Those perturbations produce irreversible changes in porous media,
i.e. fracture, dilatancy and compaction. Any impulse-triggered
decrease of porosity leads to effective compaction, and this can
squeeze an additional amount of fluid from the porous medium. From
a physical point of view this mechanism is clear, and such a
mechanism is known to lead to excess pore pressures and sand
liquefaction during strong earthquakes.
[0133] In contrast to the irreversible compaction arising from
single strong perturbations, the invention is aimed at providing
reversible strains arising from continuous weak perturbations. Each
perturbation (e.g. tapping or short-term cyclic straining) is
assumed to be of an elastic nature which does not produce any
residual, irreversible deformation, but does cause a periodic
perturbation in the porosity of the system through compression and
relaxation.
[0134] In the aftermath of an impact, a porous medium relaxes to
the equilibrium state in a diffusional manner because the
relaxation process involves flow of the viscous saturating fluid
with respect to the porous skeleton. If we apply another
perturbation before the proceeding one fully decays, while
withdrawing the produced fluid through a port, a cumulative,
synergetic effect can be achieved. A quantitative estimation of
this effect for specific cases involving non-symmetric dispositions
of the perturbation source and the wellbore requires extensive
analytical and computer model calculations based on numerical
methods. This approach, however, tends to obscure the physical
logic on which the model is based.
12 FURTHER CONSIDERATIONS
[0135] An aim of the invention is to apply pressure pulses and
strain pulses to a liquid in natural and man-made porous media to
enhance the flow rate of the mobile fluid phases and to diminish
the probability of flow-rate impairment through the internal
bridging of particles. The approach has been verified
theoretically, in the laboratory, and through empirical
observations in field situations in the petroleum industry and for
water wells. A key element is the concept of porosity waves and
attendant pressure pulses, which travel through the medium by
diffusional processes. To our knowledge, this phenomenon has not
been previously identified in such media and considered for the
purposes of fluid flow rate enhancement. Applications are
envisioned particularly but not exclusively for the petroleum
industry and the chemical processing industry. Also, in reservoirs
contaminated by non-aqueous phase, non-wetting liquids,
implementation of pressure pulsing and other means of generating
porosity diffusion enhanced flow is expected to accelerate clean-up
operations, and make them more effective.

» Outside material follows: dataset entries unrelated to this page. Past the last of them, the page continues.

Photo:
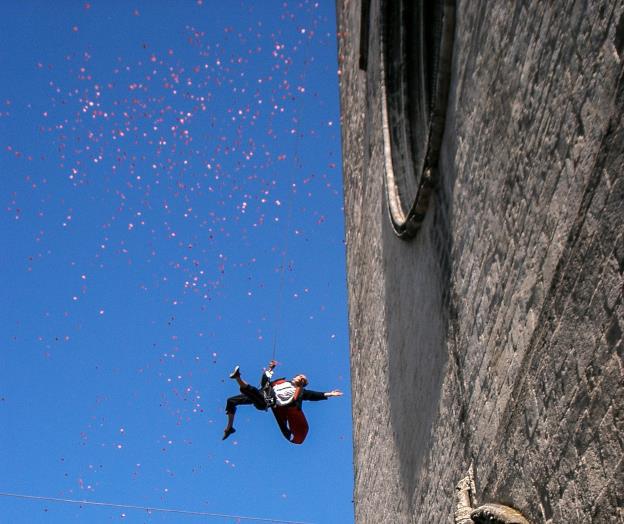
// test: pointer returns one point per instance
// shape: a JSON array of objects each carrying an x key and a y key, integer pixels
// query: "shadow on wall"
[
  {"x": 417, "y": 280},
  {"x": 417, "y": 309}
]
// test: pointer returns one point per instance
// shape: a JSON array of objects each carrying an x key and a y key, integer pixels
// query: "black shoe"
[{"x": 228, "y": 432}]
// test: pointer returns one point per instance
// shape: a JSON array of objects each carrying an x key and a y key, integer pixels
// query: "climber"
[{"x": 277, "y": 394}]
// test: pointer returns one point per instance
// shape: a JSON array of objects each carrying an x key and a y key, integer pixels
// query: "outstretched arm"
[{"x": 334, "y": 393}]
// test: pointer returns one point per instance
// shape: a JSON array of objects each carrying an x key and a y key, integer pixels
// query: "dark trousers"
[{"x": 249, "y": 395}]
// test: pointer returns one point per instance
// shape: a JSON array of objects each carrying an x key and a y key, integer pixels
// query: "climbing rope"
[{"x": 150, "y": 509}]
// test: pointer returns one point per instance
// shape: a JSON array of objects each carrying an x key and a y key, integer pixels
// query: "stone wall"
[{"x": 495, "y": 336}]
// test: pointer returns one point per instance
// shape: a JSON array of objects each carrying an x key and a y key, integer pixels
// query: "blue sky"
[{"x": 172, "y": 206}]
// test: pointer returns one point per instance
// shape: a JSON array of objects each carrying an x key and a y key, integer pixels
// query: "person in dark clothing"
[{"x": 279, "y": 392}]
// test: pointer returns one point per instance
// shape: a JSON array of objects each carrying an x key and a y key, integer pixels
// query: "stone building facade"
[{"x": 491, "y": 340}]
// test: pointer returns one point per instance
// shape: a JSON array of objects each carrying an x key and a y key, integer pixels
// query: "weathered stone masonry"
[{"x": 494, "y": 337}]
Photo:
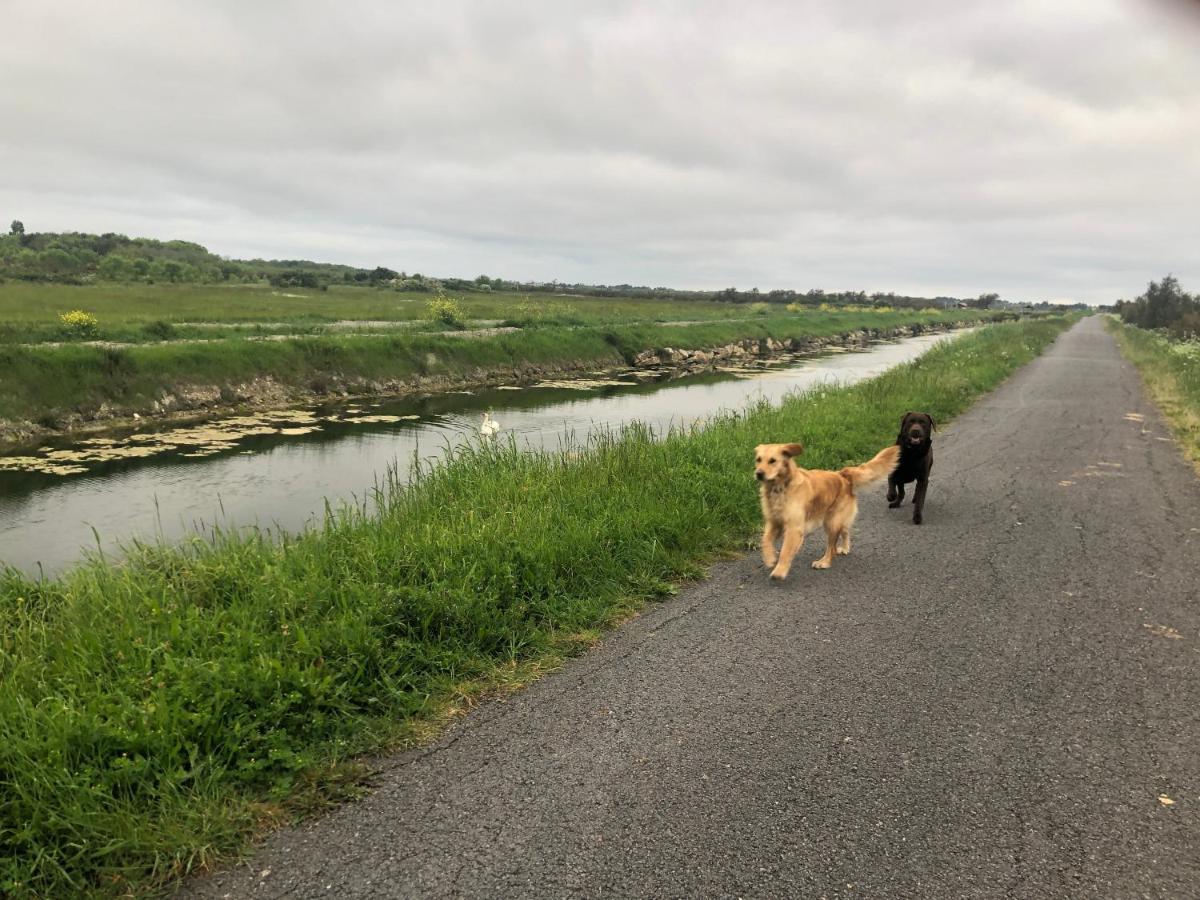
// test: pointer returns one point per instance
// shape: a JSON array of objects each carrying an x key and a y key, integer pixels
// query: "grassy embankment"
[
  {"x": 48, "y": 384},
  {"x": 156, "y": 713},
  {"x": 1171, "y": 372},
  {"x": 129, "y": 312}
]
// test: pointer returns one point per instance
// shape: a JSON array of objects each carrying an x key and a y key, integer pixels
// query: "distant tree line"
[
  {"x": 1164, "y": 305},
  {"x": 79, "y": 258}
]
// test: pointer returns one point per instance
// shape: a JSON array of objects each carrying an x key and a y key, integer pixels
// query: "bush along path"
[
  {"x": 155, "y": 714},
  {"x": 1170, "y": 367}
]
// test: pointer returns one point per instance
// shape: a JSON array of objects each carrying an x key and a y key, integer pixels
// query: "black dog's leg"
[{"x": 918, "y": 499}]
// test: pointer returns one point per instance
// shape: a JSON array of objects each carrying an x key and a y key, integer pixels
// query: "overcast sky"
[{"x": 1043, "y": 150}]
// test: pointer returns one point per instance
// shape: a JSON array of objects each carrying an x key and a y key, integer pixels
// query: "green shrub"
[{"x": 78, "y": 324}]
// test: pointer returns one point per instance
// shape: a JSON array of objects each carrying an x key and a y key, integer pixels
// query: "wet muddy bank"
[{"x": 192, "y": 403}]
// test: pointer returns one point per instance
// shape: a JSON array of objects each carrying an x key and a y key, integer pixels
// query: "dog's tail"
[{"x": 879, "y": 468}]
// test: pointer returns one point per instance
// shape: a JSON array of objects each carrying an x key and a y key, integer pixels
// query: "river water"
[{"x": 279, "y": 472}]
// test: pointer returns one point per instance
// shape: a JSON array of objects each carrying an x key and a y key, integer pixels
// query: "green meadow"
[
  {"x": 159, "y": 713},
  {"x": 49, "y": 381}
]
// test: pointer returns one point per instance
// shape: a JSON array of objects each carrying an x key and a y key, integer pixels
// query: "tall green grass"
[
  {"x": 1170, "y": 370},
  {"x": 46, "y": 384},
  {"x": 153, "y": 712}
]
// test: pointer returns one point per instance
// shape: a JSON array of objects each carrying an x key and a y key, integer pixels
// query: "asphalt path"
[{"x": 1000, "y": 702}]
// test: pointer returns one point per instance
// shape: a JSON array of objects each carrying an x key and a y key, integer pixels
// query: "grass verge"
[
  {"x": 52, "y": 384},
  {"x": 1170, "y": 370},
  {"x": 154, "y": 714}
]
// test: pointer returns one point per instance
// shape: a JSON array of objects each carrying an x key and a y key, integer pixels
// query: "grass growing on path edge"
[
  {"x": 1170, "y": 370},
  {"x": 155, "y": 714}
]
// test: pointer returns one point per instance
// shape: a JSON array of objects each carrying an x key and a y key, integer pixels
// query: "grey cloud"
[{"x": 1039, "y": 150}]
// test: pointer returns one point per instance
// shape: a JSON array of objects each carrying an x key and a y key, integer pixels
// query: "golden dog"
[{"x": 797, "y": 501}]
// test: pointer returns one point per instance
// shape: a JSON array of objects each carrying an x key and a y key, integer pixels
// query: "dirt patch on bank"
[{"x": 199, "y": 402}]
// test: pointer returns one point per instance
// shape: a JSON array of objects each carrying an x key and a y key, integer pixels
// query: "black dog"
[{"x": 916, "y": 443}]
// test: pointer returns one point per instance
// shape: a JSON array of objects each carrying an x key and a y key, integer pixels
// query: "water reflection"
[{"x": 277, "y": 480}]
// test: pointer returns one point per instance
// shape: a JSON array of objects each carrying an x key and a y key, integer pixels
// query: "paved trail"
[{"x": 989, "y": 705}]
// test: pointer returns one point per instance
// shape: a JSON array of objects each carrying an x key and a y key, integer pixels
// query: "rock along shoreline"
[{"x": 201, "y": 402}]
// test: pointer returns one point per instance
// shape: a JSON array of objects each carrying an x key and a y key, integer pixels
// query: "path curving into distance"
[{"x": 989, "y": 705}]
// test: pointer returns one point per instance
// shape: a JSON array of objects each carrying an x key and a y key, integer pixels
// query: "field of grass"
[
  {"x": 1171, "y": 372},
  {"x": 29, "y": 311},
  {"x": 155, "y": 714},
  {"x": 47, "y": 384}
]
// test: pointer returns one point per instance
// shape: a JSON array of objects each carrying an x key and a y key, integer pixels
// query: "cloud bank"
[{"x": 1044, "y": 151}]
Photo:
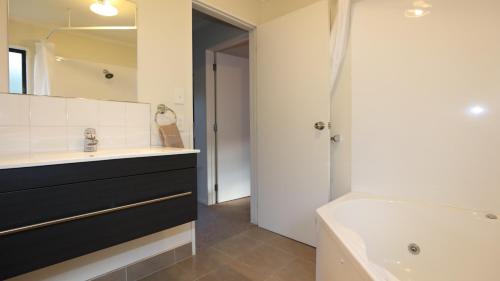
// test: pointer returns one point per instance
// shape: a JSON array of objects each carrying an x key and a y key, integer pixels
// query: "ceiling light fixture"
[
  {"x": 416, "y": 13},
  {"x": 104, "y": 8}
]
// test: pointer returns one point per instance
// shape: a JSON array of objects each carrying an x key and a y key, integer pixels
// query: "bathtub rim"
[{"x": 360, "y": 261}]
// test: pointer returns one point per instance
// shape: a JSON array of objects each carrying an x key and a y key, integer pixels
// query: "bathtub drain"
[{"x": 414, "y": 249}]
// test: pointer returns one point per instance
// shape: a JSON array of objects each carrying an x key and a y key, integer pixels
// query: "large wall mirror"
[{"x": 73, "y": 48}]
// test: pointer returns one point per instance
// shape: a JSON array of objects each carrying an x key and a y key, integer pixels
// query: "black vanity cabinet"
[{"x": 49, "y": 214}]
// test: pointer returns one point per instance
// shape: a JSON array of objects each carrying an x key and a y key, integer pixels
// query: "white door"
[
  {"x": 233, "y": 127},
  {"x": 292, "y": 156}
]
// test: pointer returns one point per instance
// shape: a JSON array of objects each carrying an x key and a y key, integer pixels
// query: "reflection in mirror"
[{"x": 73, "y": 48}]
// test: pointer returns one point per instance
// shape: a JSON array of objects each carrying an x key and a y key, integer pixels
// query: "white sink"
[{"x": 54, "y": 158}]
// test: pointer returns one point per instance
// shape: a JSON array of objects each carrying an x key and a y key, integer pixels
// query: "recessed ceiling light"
[
  {"x": 104, "y": 8},
  {"x": 421, "y": 4},
  {"x": 416, "y": 13}
]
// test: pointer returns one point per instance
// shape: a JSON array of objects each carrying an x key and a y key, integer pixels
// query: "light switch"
[{"x": 179, "y": 95}]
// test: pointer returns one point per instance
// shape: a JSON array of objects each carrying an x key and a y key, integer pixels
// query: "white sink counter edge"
[{"x": 55, "y": 158}]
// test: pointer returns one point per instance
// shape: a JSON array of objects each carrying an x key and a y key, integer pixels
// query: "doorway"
[{"x": 221, "y": 109}]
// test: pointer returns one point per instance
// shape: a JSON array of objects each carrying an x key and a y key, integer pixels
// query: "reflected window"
[{"x": 17, "y": 71}]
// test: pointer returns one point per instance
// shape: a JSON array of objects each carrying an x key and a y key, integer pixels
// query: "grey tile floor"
[{"x": 230, "y": 248}]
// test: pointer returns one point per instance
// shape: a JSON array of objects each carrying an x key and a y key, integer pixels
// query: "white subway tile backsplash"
[
  {"x": 112, "y": 137},
  {"x": 76, "y": 138},
  {"x": 138, "y": 137},
  {"x": 14, "y": 110},
  {"x": 14, "y": 140},
  {"x": 112, "y": 113},
  {"x": 48, "y": 111},
  {"x": 48, "y": 139},
  {"x": 83, "y": 112},
  {"x": 50, "y": 124},
  {"x": 138, "y": 115}
]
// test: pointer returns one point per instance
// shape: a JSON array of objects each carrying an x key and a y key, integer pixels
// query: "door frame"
[
  {"x": 211, "y": 109},
  {"x": 252, "y": 36}
]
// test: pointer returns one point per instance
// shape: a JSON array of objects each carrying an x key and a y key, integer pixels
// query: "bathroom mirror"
[{"x": 73, "y": 48}]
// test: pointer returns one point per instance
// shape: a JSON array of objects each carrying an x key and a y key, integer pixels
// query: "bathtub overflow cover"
[
  {"x": 414, "y": 249},
  {"x": 491, "y": 216}
]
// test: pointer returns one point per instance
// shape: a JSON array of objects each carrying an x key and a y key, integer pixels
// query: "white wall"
[
  {"x": 85, "y": 79},
  {"x": 33, "y": 124},
  {"x": 341, "y": 125},
  {"x": 413, "y": 84},
  {"x": 245, "y": 10},
  {"x": 4, "y": 54},
  {"x": 203, "y": 39},
  {"x": 164, "y": 59}
]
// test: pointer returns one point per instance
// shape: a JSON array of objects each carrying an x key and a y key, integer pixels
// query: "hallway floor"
[{"x": 230, "y": 248}]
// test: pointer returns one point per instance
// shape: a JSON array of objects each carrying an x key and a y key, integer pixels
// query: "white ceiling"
[{"x": 55, "y": 13}]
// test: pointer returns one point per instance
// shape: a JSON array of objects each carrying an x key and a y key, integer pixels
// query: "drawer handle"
[{"x": 92, "y": 214}]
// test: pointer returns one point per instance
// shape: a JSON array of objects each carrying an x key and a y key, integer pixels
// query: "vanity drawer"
[
  {"x": 30, "y": 250},
  {"x": 24, "y": 208},
  {"x": 51, "y": 175}
]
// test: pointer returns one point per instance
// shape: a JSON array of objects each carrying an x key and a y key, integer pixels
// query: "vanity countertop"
[{"x": 55, "y": 158}]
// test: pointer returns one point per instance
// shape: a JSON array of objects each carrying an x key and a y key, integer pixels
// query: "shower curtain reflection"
[{"x": 43, "y": 68}]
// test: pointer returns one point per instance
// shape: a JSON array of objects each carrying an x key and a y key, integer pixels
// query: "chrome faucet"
[{"x": 91, "y": 140}]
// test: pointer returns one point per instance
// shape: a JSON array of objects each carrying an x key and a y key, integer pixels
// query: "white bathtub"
[{"x": 365, "y": 238}]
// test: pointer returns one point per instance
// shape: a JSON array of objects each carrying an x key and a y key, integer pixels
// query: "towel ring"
[{"x": 162, "y": 109}]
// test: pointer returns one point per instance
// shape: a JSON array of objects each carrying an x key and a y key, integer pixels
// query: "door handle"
[{"x": 320, "y": 126}]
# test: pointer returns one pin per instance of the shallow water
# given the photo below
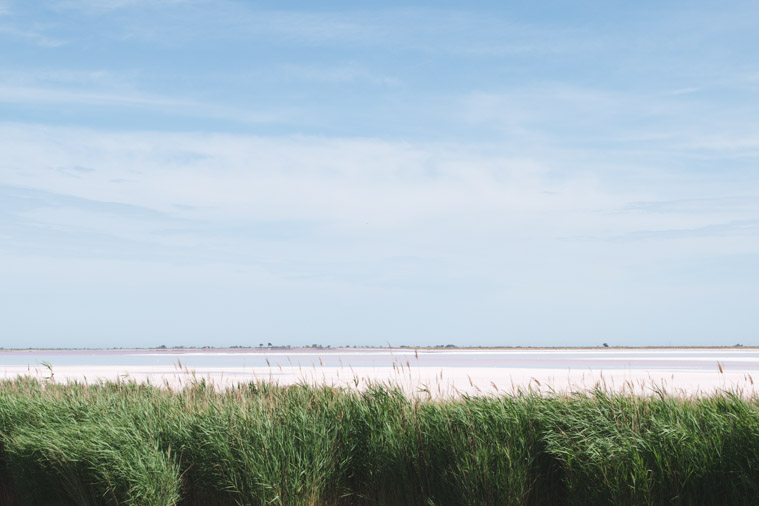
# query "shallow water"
(439, 371)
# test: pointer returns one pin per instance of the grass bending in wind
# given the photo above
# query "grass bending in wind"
(259, 444)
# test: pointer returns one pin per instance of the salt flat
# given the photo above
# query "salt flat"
(434, 372)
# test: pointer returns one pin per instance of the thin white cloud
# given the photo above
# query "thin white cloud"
(88, 97)
(32, 35)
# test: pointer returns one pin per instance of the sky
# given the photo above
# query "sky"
(217, 173)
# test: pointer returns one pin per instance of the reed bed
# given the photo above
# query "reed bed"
(259, 444)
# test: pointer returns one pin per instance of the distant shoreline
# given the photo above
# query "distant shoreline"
(403, 347)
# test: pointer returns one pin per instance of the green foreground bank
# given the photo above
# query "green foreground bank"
(132, 444)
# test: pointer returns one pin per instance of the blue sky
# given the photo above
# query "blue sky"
(494, 173)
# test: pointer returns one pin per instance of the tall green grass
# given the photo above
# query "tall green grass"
(134, 444)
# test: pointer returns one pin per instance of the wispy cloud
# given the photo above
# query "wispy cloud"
(35, 36)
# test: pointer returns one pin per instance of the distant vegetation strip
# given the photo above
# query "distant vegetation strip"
(131, 444)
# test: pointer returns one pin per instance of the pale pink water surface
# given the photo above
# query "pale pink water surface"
(437, 372)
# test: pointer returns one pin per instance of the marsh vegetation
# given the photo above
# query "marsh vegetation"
(136, 444)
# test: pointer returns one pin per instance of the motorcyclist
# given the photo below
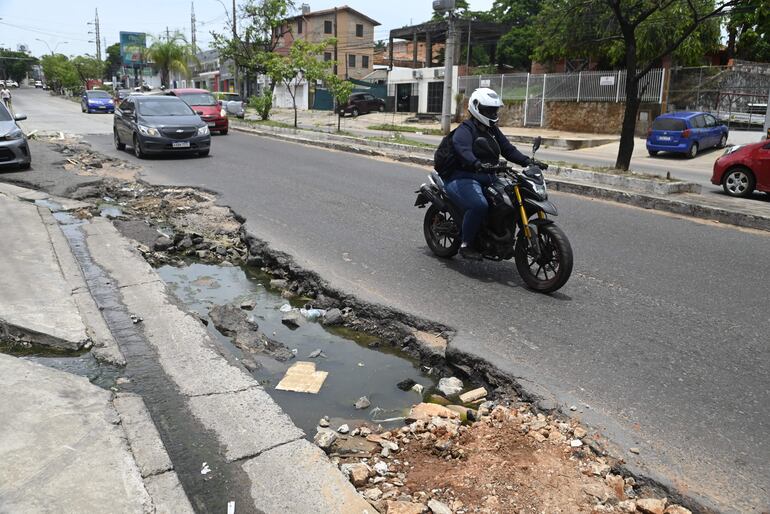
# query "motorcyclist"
(465, 184)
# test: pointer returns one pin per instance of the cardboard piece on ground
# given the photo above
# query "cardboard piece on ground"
(302, 378)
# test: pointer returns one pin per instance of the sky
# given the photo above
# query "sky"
(62, 25)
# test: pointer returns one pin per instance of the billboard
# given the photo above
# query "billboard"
(133, 47)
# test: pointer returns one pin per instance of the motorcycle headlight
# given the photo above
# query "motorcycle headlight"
(148, 131)
(13, 135)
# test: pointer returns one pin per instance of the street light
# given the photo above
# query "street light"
(49, 46)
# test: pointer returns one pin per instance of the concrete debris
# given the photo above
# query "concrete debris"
(450, 386)
(362, 403)
(302, 377)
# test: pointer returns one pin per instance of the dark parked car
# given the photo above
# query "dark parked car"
(685, 132)
(362, 103)
(97, 101)
(14, 149)
(156, 124)
(744, 168)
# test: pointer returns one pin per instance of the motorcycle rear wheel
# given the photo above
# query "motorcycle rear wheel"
(441, 232)
(552, 269)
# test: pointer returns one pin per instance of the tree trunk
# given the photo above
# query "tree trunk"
(626, 148)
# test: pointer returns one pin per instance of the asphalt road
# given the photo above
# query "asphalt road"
(660, 338)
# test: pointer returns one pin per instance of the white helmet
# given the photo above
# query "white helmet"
(483, 105)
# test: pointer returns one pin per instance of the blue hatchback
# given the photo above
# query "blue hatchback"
(97, 101)
(685, 132)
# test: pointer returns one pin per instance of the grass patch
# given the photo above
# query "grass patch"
(401, 140)
(405, 128)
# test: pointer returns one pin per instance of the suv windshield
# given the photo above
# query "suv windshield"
(668, 124)
(4, 114)
(198, 99)
(158, 107)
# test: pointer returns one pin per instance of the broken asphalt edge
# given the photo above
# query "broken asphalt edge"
(468, 363)
(635, 199)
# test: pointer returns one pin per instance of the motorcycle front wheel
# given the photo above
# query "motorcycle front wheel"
(441, 232)
(550, 270)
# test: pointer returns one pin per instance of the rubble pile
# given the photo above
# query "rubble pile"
(487, 458)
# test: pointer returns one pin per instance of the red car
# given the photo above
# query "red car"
(207, 107)
(744, 168)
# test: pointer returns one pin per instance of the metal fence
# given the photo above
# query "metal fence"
(586, 86)
(735, 94)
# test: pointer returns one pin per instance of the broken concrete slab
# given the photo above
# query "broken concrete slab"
(143, 437)
(297, 477)
(302, 377)
(247, 422)
(61, 445)
(46, 314)
(168, 497)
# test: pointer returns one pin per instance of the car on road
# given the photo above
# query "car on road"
(362, 103)
(204, 103)
(743, 168)
(232, 103)
(685, 132)
(14, 148)
(159, 124)
(97, 101)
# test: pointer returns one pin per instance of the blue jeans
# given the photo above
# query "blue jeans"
(465, 190)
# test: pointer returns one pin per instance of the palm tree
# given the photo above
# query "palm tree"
(171, 54)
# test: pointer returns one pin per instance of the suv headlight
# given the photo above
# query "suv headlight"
(13, 135)
(148, 131)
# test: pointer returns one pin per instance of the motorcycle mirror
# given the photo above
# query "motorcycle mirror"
(536, 144)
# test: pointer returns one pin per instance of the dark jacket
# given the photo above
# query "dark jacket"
(467, 132)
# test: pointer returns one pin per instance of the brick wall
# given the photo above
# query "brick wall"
(595, 117)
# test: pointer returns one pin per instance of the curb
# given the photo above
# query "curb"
(643, 200)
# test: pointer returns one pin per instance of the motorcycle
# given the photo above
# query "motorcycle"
(517, 226)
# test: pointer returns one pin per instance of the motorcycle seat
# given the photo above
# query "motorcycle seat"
(437, 179)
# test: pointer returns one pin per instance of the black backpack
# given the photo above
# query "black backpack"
(445, 160)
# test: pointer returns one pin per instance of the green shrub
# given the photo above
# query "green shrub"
(262, 104)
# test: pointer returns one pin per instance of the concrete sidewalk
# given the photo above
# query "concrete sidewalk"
(65, 448)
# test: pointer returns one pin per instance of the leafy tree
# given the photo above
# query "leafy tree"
(301, 65)
(15, 64)
(748, 31)
(262, 27)
(340, 90)
(516, 46)
(171, 54)
(634, 35)
(59, 72)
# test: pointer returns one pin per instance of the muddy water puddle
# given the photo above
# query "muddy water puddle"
(354, 369)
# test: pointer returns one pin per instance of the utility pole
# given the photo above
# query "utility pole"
(193, 37)
(449, 54)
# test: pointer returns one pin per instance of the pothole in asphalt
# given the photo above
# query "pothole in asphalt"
(355, 368)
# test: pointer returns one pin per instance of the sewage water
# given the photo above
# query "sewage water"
(354, 369)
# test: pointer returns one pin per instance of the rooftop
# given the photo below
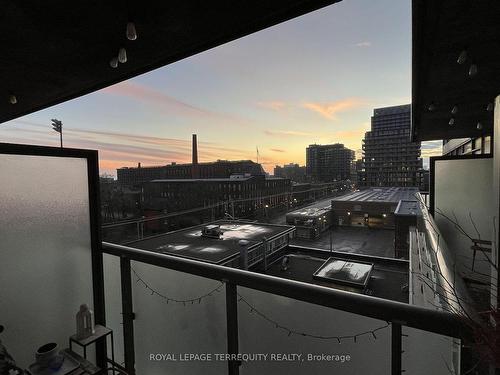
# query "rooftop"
(386, 280)
(382, 194)
(408, 208)
(315, 209)
(189, 243)
(174, 164)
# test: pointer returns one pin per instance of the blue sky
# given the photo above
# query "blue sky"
(314, 79)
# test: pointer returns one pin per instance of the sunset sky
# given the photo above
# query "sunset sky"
(314, 79)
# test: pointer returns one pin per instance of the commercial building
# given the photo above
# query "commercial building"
(373, 207)
(216, 169)
(312, 220)
(328, 163)
(467, 146)
(219, 242)
(390, 157)
(238, 195)
(292, 171)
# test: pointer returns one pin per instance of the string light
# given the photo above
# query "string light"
(255, 311)
(175, 300)
(291, 331)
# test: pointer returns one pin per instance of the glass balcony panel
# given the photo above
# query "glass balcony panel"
(196, 327)
(45, 251)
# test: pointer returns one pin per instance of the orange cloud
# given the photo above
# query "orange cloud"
(363, 44)
(330, 110)
(287, 133)
(164, 102)
(275, 105)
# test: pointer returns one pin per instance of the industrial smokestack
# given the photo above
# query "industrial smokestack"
(194, 166)
(195, 150)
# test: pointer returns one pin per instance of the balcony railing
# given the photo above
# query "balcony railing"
(359, 314)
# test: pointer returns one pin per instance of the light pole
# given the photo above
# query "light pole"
(57, 126)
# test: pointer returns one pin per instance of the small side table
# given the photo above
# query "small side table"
(100, 332)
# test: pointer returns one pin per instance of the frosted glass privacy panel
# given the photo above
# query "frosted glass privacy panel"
(463, 194)
(45, 252)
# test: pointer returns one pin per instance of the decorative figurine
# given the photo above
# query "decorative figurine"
(84, 322)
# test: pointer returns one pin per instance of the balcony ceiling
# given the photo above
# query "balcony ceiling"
(53, 51)
(441, 30)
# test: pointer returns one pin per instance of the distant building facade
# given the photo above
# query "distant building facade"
(194, 170)
(294, 172)
(389, 156)
(249, 193)
(467, 146)
(327, 163)
(216, 169)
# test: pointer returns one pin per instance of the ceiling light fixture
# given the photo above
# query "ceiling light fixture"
(472, 70)
(462, 57)
(114, 62)
(131, 32)
(122, 55)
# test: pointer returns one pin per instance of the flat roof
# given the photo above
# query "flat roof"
(381, 194)
(313, 210)
(408, 208)
(387, 277)
(184, 180)
(189, 243)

[0136] The techniques as described herein should be distinguished
from fluidized bed technology, in which a granular material is
pulsed at such an energy level that the whole solid matrix is in a
state of heaving motion. In the present case, the intention is that
the solid matrix does not move, but rather that the pulses pass
through the liquid while the solid matrix remains substantially
stationary.
[0137] Liquid flowing through a porous medium has a flow rate,
which depends on the impressed pressure differential. Within the
porous medium, the velocity of the liquid, as caused by that
impressed pressure differential, will vary from pore to pore, but
the velocity may be averaged as a volumetric flow rate over the
whole treatment volume.
[0138] Considering a pore P: if the porosity of pore P should
decrease, i.e if the pore should close up, the velocity of liquid
passing through that pore would go down, for a given impressed
pressure differential. The porosity might go down if, for example,
a grain of sand might become snagged in the pore.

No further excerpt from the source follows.